Continental collision is a crucial process in plate tectonics. However, in terms of the evolution and the controlling parameters of its lateral heterogeneity, our understanding of the tectonic complexities at such a convergent plate boundary remains largely unclear. In this study, we conducted a series of two-dimensional numerical experiments to investigate how continental lithospheric thermal structure influences the development of lateral heterogeneity along the continental collision zone. The following two end-members were achieved. First, continuous subduction mode, which prevails when the model has a cold procontinental Moho temperature ( <= 450 circle C). In this case, a narrow collision orogen develops, and the subducting angle steepens with the increasing retrocontinental Moho temperature.

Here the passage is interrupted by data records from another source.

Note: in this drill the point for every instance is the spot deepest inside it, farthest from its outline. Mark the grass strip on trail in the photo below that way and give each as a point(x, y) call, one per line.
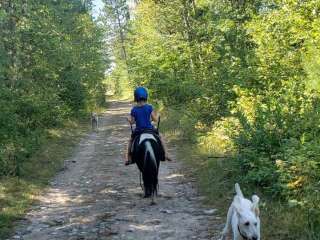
point(18, 193)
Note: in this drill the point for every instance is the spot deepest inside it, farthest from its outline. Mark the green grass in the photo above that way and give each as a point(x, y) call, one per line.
point(18, 193)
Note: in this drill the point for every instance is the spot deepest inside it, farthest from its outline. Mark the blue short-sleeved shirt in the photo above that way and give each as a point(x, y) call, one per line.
point(142, 116)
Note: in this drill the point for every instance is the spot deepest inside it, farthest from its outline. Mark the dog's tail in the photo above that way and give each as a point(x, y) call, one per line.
point(238, 190)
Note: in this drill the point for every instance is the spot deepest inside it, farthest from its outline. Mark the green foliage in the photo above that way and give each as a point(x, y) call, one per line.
point(52, 64)
point(251, 63)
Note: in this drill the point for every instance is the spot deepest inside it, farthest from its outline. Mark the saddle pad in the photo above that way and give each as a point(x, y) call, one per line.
point(145, 136)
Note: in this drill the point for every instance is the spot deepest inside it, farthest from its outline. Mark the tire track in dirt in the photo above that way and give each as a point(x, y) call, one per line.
point(97, 197)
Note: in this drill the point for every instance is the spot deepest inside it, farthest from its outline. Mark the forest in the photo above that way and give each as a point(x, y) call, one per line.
point(52, 64)
point(238, 78)
point(233, 78)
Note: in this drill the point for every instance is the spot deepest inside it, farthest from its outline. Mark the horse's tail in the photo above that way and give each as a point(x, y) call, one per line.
point(150, 176)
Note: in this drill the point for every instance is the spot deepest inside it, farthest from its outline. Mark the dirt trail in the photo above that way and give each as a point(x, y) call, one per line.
point(97, 197)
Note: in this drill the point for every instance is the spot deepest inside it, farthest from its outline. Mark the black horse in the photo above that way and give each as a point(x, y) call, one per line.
point(147, 154)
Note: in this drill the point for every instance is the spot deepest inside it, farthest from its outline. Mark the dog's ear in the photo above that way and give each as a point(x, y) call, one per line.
point(237, 205)
point(255, 205)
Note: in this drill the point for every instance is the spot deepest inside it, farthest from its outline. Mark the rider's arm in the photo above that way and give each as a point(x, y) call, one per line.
point(154, 116)
point(131, 120)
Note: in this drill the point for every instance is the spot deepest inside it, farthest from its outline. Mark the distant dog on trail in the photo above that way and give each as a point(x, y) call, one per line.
point(94, 121)
point(243, 218)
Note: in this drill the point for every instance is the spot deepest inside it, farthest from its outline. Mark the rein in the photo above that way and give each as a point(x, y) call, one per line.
point(241, 234)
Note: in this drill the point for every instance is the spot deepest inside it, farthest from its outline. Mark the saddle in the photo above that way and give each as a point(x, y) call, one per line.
point(141, 137)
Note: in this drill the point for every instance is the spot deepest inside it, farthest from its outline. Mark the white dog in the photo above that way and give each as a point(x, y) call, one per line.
point(243, 218)
point(94, 120)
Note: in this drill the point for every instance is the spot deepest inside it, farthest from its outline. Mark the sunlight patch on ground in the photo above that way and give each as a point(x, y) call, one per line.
point(174, 175)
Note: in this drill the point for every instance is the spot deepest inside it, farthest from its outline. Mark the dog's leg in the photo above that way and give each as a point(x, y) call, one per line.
point(227, 227)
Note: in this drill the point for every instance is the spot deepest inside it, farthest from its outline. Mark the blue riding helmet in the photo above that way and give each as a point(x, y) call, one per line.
point(140, 94)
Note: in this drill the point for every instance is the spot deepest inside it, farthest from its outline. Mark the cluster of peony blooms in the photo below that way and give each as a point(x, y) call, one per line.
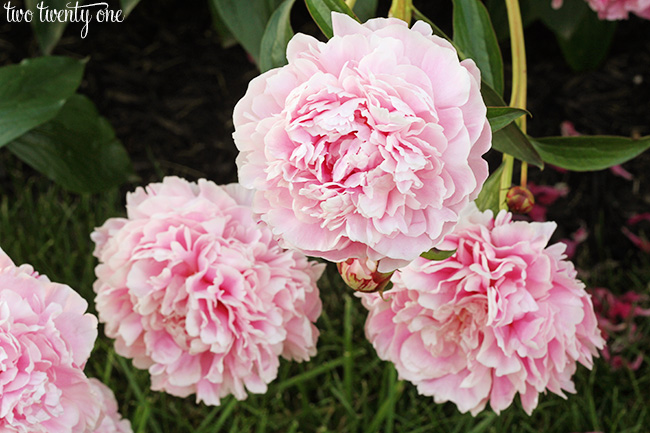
point(613, 10)
point(504, 315)
point(364, 150)
point(46, 337)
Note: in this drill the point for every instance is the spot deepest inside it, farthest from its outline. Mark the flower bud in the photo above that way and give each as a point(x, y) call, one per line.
point(520, 199)
point(362, 276)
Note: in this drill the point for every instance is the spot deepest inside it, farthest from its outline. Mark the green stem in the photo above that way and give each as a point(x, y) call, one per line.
point(518, 49)
point(518, 95)
point(401, 9)
point(506, 180)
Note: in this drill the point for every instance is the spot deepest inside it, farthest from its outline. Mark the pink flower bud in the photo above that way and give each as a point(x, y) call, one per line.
point(362, 276)
point(520, 200)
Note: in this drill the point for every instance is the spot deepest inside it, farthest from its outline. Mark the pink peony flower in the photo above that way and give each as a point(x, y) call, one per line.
point(46, 337)
point(367, 146)
point(504, 314)
point(197, 292)
point(110, 421)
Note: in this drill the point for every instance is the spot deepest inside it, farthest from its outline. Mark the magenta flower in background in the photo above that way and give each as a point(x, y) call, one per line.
point(367, 146)
point(615, 9)
point(110, 419)
point(46, 337)
point(195, 290)
point(620, 9)
point(616, 316)
point(504, 315)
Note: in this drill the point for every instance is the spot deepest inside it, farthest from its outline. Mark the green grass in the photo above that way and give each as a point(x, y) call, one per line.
point(345, 388)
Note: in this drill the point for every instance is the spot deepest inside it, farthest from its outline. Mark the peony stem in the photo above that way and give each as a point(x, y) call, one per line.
point(518, 95)
point(506, 180)
point(518, 49)
point(401, 9)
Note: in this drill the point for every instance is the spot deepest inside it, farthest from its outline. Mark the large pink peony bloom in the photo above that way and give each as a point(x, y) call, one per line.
point(196, 291)
point(366, 146)
point(504, 314)
point(110, 420)
point(45, 340)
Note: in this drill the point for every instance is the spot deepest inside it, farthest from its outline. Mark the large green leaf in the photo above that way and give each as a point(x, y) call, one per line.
point(321, 12)
point(474, 35)
point(128, 5)
point(587, 153)
point(365, 9)
point(247, 20)
point(437, 255)
point(488, 198)
point(47, 34)
point(500, 117)
point(276, 37)
point(77, 149)
point(510, 139)
point(33, 92)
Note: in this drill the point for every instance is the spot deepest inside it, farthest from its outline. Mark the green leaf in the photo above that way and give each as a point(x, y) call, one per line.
point(247, 20)
point(77, 149)
point(47, 34)
point(276, 37)
point(474, 34)
point(436, 254)
point(488, 198)
point(512, 141)
point(365, 9)
point(34, 91)
point(127, 6)
point(321, 12)
point(587, 153)
point(500, 117)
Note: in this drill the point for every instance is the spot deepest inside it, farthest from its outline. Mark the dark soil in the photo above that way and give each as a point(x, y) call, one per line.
point(168, 87)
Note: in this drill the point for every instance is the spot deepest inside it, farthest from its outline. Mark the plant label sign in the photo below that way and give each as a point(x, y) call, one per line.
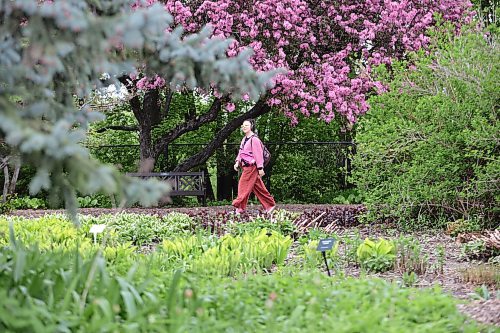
point(96, 229)
point(325, 244)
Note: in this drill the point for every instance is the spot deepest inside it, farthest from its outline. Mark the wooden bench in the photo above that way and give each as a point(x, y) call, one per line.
point(182, 183)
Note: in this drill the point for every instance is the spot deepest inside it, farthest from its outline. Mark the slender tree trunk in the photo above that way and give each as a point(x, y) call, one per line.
point(6, 176)
point(15, 176)
point(202, 156)
point(148, 116)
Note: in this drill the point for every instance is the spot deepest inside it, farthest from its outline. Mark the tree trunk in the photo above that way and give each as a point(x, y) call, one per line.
point(15, 176)
point(148, 116)
point(201, 157)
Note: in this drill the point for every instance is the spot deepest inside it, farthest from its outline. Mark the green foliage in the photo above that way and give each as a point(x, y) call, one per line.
point(463, 226)
point(410, 257)
point(376, 256)
point(114, 289)
point(42, 77)
point(230, 254)
point(125, 159)
point(427, 151)
point(140, 229)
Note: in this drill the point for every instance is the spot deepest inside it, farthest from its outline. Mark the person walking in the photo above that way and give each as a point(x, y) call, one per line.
point(251, 159)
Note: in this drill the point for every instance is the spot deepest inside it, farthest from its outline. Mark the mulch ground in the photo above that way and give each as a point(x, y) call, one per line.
point(344, 216)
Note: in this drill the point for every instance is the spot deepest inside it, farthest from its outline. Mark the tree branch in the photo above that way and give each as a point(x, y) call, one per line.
point(117, 128)
point(201, 157)
point(188, 126)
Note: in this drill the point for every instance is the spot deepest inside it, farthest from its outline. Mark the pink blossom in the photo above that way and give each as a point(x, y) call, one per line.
point(230, 107)
point(316, 41)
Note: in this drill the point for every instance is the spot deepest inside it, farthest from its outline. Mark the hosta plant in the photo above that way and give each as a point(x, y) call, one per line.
point(376, 256)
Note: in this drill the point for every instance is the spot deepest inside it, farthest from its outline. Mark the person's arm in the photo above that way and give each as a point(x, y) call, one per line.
point(258, 155)
point(237, 161)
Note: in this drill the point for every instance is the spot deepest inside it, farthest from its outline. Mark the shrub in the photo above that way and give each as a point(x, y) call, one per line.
point(376, 256)
point(428, 149)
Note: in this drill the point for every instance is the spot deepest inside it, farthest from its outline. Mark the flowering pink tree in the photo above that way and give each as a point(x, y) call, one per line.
point(328, 49)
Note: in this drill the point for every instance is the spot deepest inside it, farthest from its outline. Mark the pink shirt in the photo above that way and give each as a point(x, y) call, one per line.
point(251, 152)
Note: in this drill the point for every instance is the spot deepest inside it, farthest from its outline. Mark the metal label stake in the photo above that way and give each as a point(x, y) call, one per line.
point(325, 245)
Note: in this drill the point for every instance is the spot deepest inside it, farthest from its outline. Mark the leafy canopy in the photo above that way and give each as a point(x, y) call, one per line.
point(54, 52)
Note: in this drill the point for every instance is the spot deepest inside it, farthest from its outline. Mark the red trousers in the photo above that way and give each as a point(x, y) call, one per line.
point(250, 181)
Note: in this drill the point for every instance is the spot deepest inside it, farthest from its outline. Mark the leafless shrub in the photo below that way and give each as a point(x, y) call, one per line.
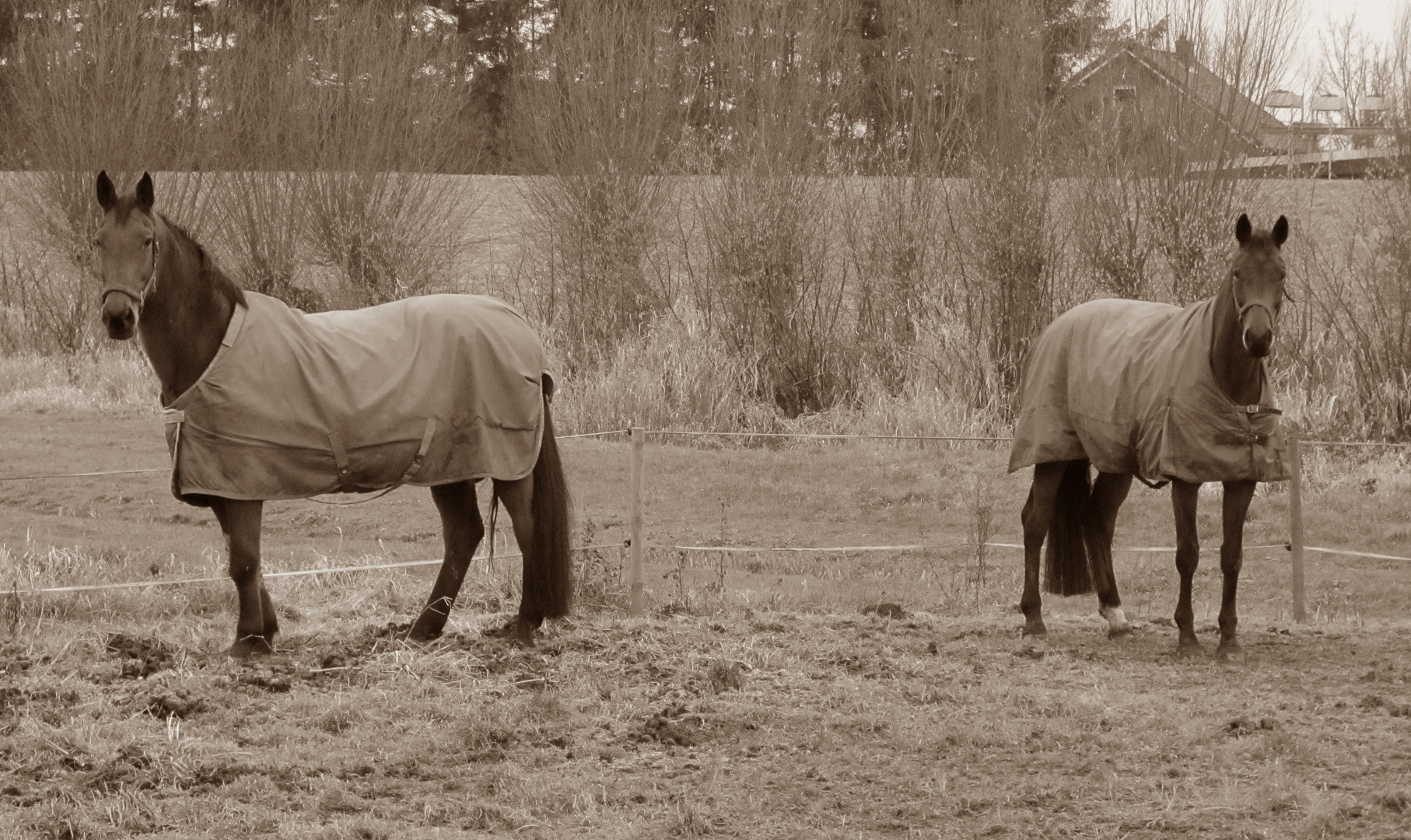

Second, continental subduction with a slab break-off, which generates a relative wide collision orogen and dominates when the model has a relatively hot procontinental Moho temperature ( >= 500 circle C), especially when the Moho temperature >= 550 circle C. Radioactive heat production is the second-order controlling parameter in varying the continental collision mode, while it prefers to enhance strain localization in the upper part of the continental lithosphere and promote the growth of shear zones there. By comparing the model results with geological observations, we suggest that the discrepant evolutionary paths from the continuous subduction underlying the Hindu Kush to the continental subduction after slab break-off beneath eastern Tibet may originate from the inherited lateral inhomogeneity of the Indian lithospheric thermal structure. Besides, the high content of crustal radioactive elements may be one of the most important factors that controls the formation of large thrust fault zones in the Himalayas.